UC Merced is hosting a film festival next week. Here’s what to know
UC Merced will host a five-day film festival next week highlighting human rights and encouraging empathy.
The 2026 Todo Cambia Human Rights Film Festival is scheduled for March 2-6. Todo Cambia translates to “Everything Changes” in Spanish.
This year’s film festival focuses on empathy, celebrating “how empathy strengthens community and reminds us that truly seeing one another can transform the world within and around us,” according to the event website.
Film screenings for all but one film will be on the UC Merced campus at Classroom and Office Building 2, Room 290.
The screening of the festival’s final film, “Coronas Negras,” will be shown at the Mainzer in downtown Merced on Friday, March 6.
Directed by André Lô Sánchez, “Coronas Negras” explores the lives of four people from Senegalese families in Mexico, according to UC Merced’s Jody Murray. Sanchez is expected to attend the screening and participate in a post-screening discussion.
The films and panel discussions are free to attend, but organizers are asking that anyone who plans to go register online. Parking for the screenings is available in the Bellevue parking lot.
The film festival is organized by Yehuda Sharim, a UC Merced professor of media and performance studies.

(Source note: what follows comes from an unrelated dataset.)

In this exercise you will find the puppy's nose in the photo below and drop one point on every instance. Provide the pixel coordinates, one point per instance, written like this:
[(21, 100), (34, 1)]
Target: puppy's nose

“In a world where media and cinema are dominated by crisis, we can easily lose sight of one another, of our shared humanity, of art and culture, of our potentialities and vulnerabilities,” Sharim told Murray. “Todo Cambia invites us to look into that mirror of self, our personal and collective crossroads, where cinema and art offer an antidote that invites us to reflect, heal and act.”